Die wuchtigsten Sätze von Cat Marnell stehen nicht in ihrer Autobiografie, sondern in einem Nachruf auf Whitney Houston. In dem Artikel geht es um das Sterben der Sängerin, das lange vor ihrem Todestag begann, jenem 11. Februar 2012, als sie leblos in einer Hotelbadewanne gefunden wurde. Marnell, die zuvor regelmäßig für die Webseite xoJane über ihre eigene Drogensucht geschrieben hatte, wendet sich in ihrem Nachruf an jene Leser, die sie für ihre Offenheit kritisieren: "Glaubst du wirklich, dass ich keinen Job verdiene, keine Plattform, weil ich zugebe, drogensüchtig zu sein?", fragt Marnell. "Guck dir an, wie einfach es ist, wenn du Whitney Fucking Houston bist, deine Stimme verstummen zu lassen, so zu tun, als seist du ein gutes Mädchen, und nicht zu erwähnen, dass du abhängig bist. Wie einfach es ist, leise ins Wasser zu gleiten. Zu verschwinden."
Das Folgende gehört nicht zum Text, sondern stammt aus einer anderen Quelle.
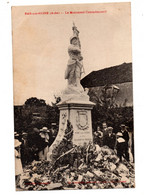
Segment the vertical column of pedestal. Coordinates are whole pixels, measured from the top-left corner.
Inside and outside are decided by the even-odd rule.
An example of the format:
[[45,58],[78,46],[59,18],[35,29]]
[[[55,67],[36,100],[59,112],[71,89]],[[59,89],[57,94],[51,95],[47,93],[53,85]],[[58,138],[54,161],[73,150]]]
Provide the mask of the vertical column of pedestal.
[[58,134],[56,136],[56,139],[54,140],[54,142],[52,143],[52,145],[49,148],[49,152],[48,152],[48,159],[50,160],[50,155],[52,154],[53,149],[58,146],[60,144],[60,142],[62,141],[64,135],[65,135],[65,130],[67,128],[67,120],[68,120],[68,109],[66,107],[63,107],[63,105],[61,105],[59,107],[60,109],[60,120],[59,120],[59,130],[58,130]]
[[67,128],[68,109],[63,106],[61,106],[59,109],[60,109],[59,131],[56,139],[61,141],[65,135],[65,130]]

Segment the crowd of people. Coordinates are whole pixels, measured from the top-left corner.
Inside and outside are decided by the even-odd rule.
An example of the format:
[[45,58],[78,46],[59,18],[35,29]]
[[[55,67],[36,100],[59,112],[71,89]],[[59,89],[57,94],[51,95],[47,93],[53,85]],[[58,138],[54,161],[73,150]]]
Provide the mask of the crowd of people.
[[33,160],[47,160],[49,147],[53,143],[56,134],[55,125],[52,125],[51,129],[34,127],[28,132],[14,132],[16,182],[19,180],[23,168]]
[[[52,126],[51,129],[43,127],[41,129],[33,128],[29,132],[15,132],[15,175],[16,183],[19,182],[19,176],[23,168],[32,163],[34,160],[48,160],[48,151],[57,135],[57,130]],[[115,133],[113,127],[108,127],[107,123],[102,123],[93,132],[94,144],[108,146],[114,150],[120,161],[123,158],[128,162],[134,161],[133,139],[127,126],[120,125],[120,130]],[[77,159],[80,160],[80,159]]]
[[53,143],[56,133],[54,127],[51,129],[34,127],[31,131],[21,134],[15,132],[15,139],[21,142],[20,151],[23,166],[33,160],[46,160],[48,148]]
[[134,161],[134,150],[133,150],[133,137],[128,132],[128,127],[124,124],[120,125],[120,130],[114,133],[113,127],[108,127],[106,122],[102,123],[102,128],[97,127],[94,131],[94,142],[99,146],[108,146],[113,149],[120,161],[126,159],[128,162]]

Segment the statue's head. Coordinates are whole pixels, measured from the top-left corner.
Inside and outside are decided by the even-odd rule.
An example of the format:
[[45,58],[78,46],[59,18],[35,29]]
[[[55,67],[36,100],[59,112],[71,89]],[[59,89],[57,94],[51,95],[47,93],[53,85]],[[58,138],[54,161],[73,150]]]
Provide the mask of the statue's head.
[[78,44],[78,38],[77,38],[76,36],[72,36],[72,37],[70,38],[70,43],[71,43],[72,45],[77,45],[77,44]]

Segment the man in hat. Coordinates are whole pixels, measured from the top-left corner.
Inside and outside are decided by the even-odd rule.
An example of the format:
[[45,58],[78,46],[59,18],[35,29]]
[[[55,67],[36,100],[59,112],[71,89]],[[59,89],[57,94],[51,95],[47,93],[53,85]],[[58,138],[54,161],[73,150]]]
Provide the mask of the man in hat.
[[107,128],[107,133],[104,134],[103,137],[103,144],[108,146],[111,149],[115,149],[116,146],[116,136],[115,133],[113,133],[113,127]]
[[120,132],[122,133],[122,138],[125,140],[125,147],[124,147],[124,156],[126,158],[127,161],[129,161],[129,134],[128,131],[126,129],[126,126],[124,124],[120,125]]
[[122,156],[124,156],[124,151],[125,151],[125,140],[123,139],[123,135],[121,132],[118,132],[116,134],[116,137],[117,137],[117,144],[116,144],[117,156],[119,157],[120,161],[122,161]]
[[94,131],[94,143],[98,144],[100,147],[103,146],[103,132],[100,126],[97,126],[97,130]]
[[104,122],[102,123],[102,133],[103,133],[103,136],[102,136],[102,145],[103,145],[103,146],[106,145],[106,144],[105,144],[105,141],[106,141],[105,139],[106,139],[107,134],[108,134],[107,129],[108,129],[107,123],[104,121]]
[[39,159],[40,160],[47,160],[47,154],[49,151],[48,144],[49,144],[49,130],[47,127],[43,127],[40,129],[40,141],[39,141]]
[[28,152],[27,163],[32,162],[33,160],[38,160],[38,151],[39,151],[39,129],[34,127],[27,134],[26,139],[26,149]]
[[52,145],[52,143],[54,142],[56,135],[57,135],[57,128],[56,128],[56,123],[51,123],[51,129],[49,132],[49,147]]

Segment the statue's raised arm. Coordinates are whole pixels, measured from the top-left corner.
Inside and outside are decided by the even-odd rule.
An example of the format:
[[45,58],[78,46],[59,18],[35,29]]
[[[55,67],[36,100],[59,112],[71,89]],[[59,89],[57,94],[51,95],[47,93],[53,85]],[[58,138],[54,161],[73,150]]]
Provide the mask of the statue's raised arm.
[[72,30],[73,30],[73,35],[76,36],[78,39],[79,48],[81,48],[81,43],[80,43],[80,39],[79,39],[79,31],[78,31],[77,27],[75,26],[74,22],[73,22]]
Wer diese Sätze kennt, wird Marnells Autobiografie vielleicht auch als Versuch begreifen, nicht selbst in Vergessenheit zu geraten. Denn wer ein Leben lebt, wie es die heute 34-Jährige getan hat - und vielleicht wieder tun wird, das lässt sie offen -, der spielt immer auch ein Spiel mit der eigenen Sterblichkeit. Ein manchmal aufregendes und glamouröses, sehr viel häufiger aber ganz entsetzliches Spiel. Marnells Memoiren heißen passenderweise "How to Murder Your Life", nach Erscheinen in den USA schaffte es das Buch auf die renommierte Bestsellerliste der New York Times. Gewidmet ist es "allen Party-Girls", und wie bei einer sehr extremen Party sind sich das Schöne und das Hässliche ganz nah - und das nicht nur, weil Marnell mehrere Jahre als Moderedakteurin für verschiedene Zeitschriften in New York gearbeitet hat. "Meine Haut unter der falschen Bräune war 100 Prozent Leichenbraut", schreibt sie über ihre Zeit als "Associate Beauty Director" beim mittlerweile eingestellten Lucky-Magazin.

Tagsüber ist sie die strebsame Mitarbeiterin, die sich für ihren Traumjob aufarbeitet (auch das nicht ohne Hilfsmittel, bereits seit der Schulzeit dopt Marnell ihr Gehirn mit ADHS-Mitteln). In guten Nächten gibt sich die junge Frau mit den blonden Haaren und dem dauerverschmierten Make-Up ihren Süchten hin. In schlechten ergibt sie sich ihnen. Medikamente. Drogen. Bulimie. Irgendwann werden aus schlechten Nächten schlechte Tage, ihre Süchte vereinnahmen Marnells komplettes Leben. Auf Fotos aus diesen Tagen sieht ihr Puppengesicht oft so aus, als würde es schwarze Tränen weinen. Dieser dramatische Look könnte Ausdruck eines permanenten Kontrollverlusts sein - oder kalkuliert. Marnell ist eben auch eine talentierte Modejournalistin, mit Inszenierung kennt sie sich aus.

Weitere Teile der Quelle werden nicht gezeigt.